Men with diabetes can experience a variety of sexual dysfunction. The best characterized is erectile dysfunction. (ED) ED is 3 times more common in men with diabetes compared to those without diabetes. Older men with diabetes have higher likelihood of ED. As they become older, up to 85 % of men may experience ED.
The inability to achieve and sustain an erection for satisfactory sexual activity is called ED. Your penis may simply fail to stay hard enough for a satisfying sex.
The penis maintains erection with the help of nerves and blood vessels along with a hormone called testosterone.

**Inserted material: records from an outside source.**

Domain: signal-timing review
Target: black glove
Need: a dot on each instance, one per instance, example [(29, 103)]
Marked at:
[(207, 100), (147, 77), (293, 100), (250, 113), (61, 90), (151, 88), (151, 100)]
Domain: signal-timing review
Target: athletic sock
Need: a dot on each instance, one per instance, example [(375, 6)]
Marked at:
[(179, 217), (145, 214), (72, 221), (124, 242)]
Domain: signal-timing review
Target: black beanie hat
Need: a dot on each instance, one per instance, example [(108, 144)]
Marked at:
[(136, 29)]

Excess sugar (glucose) in your blood can damage the nerves and blood vessels responsible for erections. Your brain might be ready to have sex, but that information isn’t relayed to your penis — so it doesn’t respond.
Conditions that often accompany diabetes, such as cardiovascular disease, can narrow or harden your blood vessels. This may reduce blood flow to your penis, which makes it tough to achieve or maintain an erection.
Poor blood sugar control can inhibit the release of a chemical known as nitric oxide. Too little nitric oxide may hamper blood flow to your penis, which — again — makes it tough to achieve or maintain an erection.
People with diabetes may have lower testosterone in the blood. This can also lead to poor erections.
ED is primarily diagnosed from history of the patient. As ED may be associated with diseases involving any of the organ systems in the body, the doctor will look into all systems. The doctor will do tests which assess blood sugars, cholesterol, kidney functions and liver functions. The endocrinologist will check the medications that the patient is consuming and see if any of them worsens ED.
The doctor will further order tests for thyroid, prolactin and testosterone to understand if ED is associated with some hormonal problems. NPT (nocturnal penile tumescence), penile sensations using penile biothesiometer and duplex scanning of the penis can help reach a diagnosis.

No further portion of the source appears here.